Management believes further improvement can be made, with wells producing EURs of 17 Bcf at costs of about $16 million, as Utica drilling costs are expected to fall by 20% to 30%.
RRC management expects the 20% line of sight growth to be achieved in 2015 despite a capital pullback of 42%, with its 2015 budget allotted at $870 million. Management explains its budgets are typically front-loaded, meaning there will be less capital expended in Q4’15. Another beneficiary is the reduced drilling time, as 7.5 frac stages were completed in Q3’15 – up from 5.2 stages per day in Q3’14. Anywhere from 50 to 60 wells will be waiting on completion by year-end and will be primed to contribute to Range’s expanded takeaway options.
Mariner East I is Ready to Go
Permitting delays pushed back the commissioning of the Mariner East I pipeline, but the project is finally approaching the finish line. RRC management expects full operations to commence by year-end, with ethane startups possible within a month.
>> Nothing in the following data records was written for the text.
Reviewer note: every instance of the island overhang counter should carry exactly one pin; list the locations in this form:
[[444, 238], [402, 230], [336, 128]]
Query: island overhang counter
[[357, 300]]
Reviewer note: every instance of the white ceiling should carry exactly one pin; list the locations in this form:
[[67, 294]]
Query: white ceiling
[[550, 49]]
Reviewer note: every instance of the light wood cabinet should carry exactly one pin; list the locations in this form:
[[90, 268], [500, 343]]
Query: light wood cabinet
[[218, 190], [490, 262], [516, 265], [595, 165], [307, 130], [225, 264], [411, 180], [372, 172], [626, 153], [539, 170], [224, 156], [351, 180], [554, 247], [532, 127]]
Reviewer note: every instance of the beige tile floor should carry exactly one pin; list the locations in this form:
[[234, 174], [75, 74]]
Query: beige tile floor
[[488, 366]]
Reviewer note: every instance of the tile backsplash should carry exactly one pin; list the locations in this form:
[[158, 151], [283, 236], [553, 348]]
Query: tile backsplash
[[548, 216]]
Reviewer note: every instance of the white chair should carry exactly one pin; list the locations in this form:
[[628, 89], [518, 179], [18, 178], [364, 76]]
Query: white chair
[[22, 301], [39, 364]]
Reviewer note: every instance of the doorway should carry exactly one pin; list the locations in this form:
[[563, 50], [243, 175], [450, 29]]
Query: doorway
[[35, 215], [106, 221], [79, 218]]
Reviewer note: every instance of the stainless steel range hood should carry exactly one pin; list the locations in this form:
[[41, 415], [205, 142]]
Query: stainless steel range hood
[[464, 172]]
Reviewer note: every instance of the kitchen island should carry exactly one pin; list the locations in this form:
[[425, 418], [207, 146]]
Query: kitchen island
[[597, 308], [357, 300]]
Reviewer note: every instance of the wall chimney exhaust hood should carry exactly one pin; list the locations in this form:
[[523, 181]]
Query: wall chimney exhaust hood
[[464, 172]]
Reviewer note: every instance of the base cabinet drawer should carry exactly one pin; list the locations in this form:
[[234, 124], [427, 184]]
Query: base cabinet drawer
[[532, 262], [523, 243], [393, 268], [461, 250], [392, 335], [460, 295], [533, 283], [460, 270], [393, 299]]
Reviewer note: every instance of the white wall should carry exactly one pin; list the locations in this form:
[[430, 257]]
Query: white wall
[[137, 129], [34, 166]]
RRC has contracts to ship 20,000 barrels of ethane per day to the Marcus Hook refinery in Pennsylvania as part of a 15-year sales agreement.
An additional 20,000 barrels of propane per day will be sent to the same location and will have the benefit of market optionality, depending on the best price option. Range anticipates the propane transport market, regarding international buyers, will increase by 50% in 2016 – significantly opening up the demand window. RRC holds access to 800,000 barrels of propane storage (80% of capacity) to manage its inventory on a less restricted basis and provide upside in an expanded export market.
The natural gas liquids optionality provides uplift to margins that are becoming slimmer in the gas-heavy region of the Marcellus/Utica. “We think the worst is behind us with the realized NGL prices, especially with propane,” said Chad Stephens, Senior Vice President.
Range expects to realize a $90 million uplift in annual net cash flow if combining the net effects from its new pipeline contracts.